The London-listed group warned the effects will be felt for the “majority” of 2023, after October’s mini budget led to a sharp drop in house buying activity, due to increased borrowing costs.
Foxtons said that mortgage rates have started to ”reduce” in recent weeks and buyer activity is picking up, which could lead to a “favourable sales market in the latter part of the year”.
It comes as the group posted revenues of £140.3m for 2022, up 11 per cent from £126.5m the prior year.
Foxtons, which yesterday revealed it had snapped up rival Atkinson McLeod for £7.4m, also had pre-tax profits grow 11.5 per cent for the year to £11.9m compared to £5.6m in 2021.

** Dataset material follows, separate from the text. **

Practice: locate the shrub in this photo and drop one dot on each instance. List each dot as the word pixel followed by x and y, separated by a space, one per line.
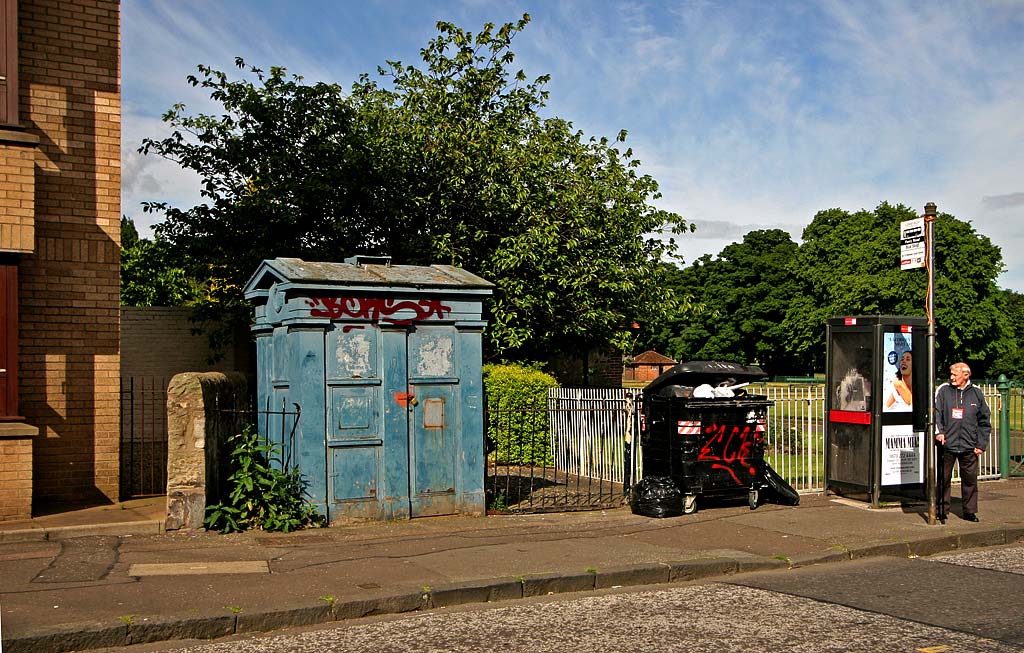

For the year so far, the estate agent said that trading in January and February is in line with expectations and predicts the lettings market dynamic of “low volumes and high rental prices” to continue into 2023.
Guy Gittins, group chief executive of Foxtons said: “With the support of our talented workforce, I am certain we have the collective determination to put Foxtons on top where it belongs, and with a refocused set of strategic priorities, have a medium-term growth ambition to deliver £25m to £30m of operating profit.
“Whilst the macroeconomic backdrop remains uncertain, our resilient lettings and financial services businesses, coupled with the operational improvements we are delivering at pace, should mitigate most of the impact of a potentially lower volume sales market.”